Der Vizepräsident des Europäischen Parlaments, Alexander Graf Lambsdorff (FDP), sagte dagegen, er glaube nicht an einen Frieden in Syrien ohne Präsident Assad. „Wenn Syrien befriedet werden soll, dann geht das wegen der russischen Unterstützung für Assad nicht ohne ihn“, sagte der FDP-Politiker der „Nordwest-Zeitung“.

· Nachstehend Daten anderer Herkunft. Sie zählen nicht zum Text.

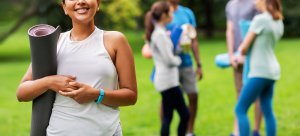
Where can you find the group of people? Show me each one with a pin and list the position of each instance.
(94, 66)
(174, 73)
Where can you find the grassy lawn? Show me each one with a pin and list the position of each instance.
(217, 95)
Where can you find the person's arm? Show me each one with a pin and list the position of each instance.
(246, 43)
(165, 51)
(29, 89)
(230, 42)
(195, 50)
(120, 52)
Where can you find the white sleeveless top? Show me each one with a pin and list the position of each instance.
(90, 62)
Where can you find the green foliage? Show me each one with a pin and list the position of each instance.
(291, 18)
(216, 102)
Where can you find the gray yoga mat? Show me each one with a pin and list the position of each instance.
(43, 44)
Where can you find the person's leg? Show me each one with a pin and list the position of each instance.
(167, 107)
(258, 118)
(182, 111)
(193, 105)
(267, 107)
(250, 91)
(189, 85)
(238, 78)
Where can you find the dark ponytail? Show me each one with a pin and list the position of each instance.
(274, 7)
(154, 15)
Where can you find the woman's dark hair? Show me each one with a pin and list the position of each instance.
(157, 10)
(274, 7)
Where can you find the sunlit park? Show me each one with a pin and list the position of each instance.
(216, 90)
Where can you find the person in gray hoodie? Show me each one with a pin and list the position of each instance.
(166, 79)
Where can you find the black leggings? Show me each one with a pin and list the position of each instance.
(173, 99)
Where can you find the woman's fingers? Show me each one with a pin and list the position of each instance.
(76, 84)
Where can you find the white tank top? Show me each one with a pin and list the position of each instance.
(90, 62)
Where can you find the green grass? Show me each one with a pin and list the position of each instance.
(217, 95)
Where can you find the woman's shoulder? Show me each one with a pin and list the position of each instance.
(114, 36)
(114, 39)
(261, 17)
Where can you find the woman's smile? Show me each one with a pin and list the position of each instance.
(82, 10)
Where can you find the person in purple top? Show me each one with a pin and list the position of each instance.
(183, 15)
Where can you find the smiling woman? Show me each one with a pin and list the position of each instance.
(92, 78)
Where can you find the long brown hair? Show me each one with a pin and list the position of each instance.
(274, 7)
(157, 10)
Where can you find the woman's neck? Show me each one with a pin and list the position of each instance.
(161, 23)
(81, 31)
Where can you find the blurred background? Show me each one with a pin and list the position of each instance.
(217, 95)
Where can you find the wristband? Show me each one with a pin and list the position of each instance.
(199, 65)
(100, 97)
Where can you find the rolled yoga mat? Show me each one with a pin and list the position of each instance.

Bei der Syrien-Konferenz in Brüssel haben die Europäische Union und eine Reihe weiterer Staaten für dieses Jahr 5,6 Milliarden Euro an humanitärer Hilfe für Syrien zugesagt. Für die Zeit von 2018 bis 2020 stünden weitere 3,5 Milliarden Euro bereit, teilte die EU am Mittwoch nach dem Ende der Konferenz mit. Internationale Finanzinstitutionen und Spender wollten zudem insgesamt rund 28 Milliarden Euro an Darlehen zur Verfügung stellen. Bundesaußenminister Sigmar Gabriel hatte während der Konferenz 1,169 Milliarden Euro an zusätzlicher deutscher Hilfe für 2017 und die Zeit danach zugesagt.

Bei der Syrien-Konferenz in London Anfang des vergangenen Jahres habe Deutschland bereits 2,3 Milliarden Euro bis 2019 zugesichert. An dem Gebertreffen nahmen Vertreter von mehr als 70 Staaten und Organisationen teil.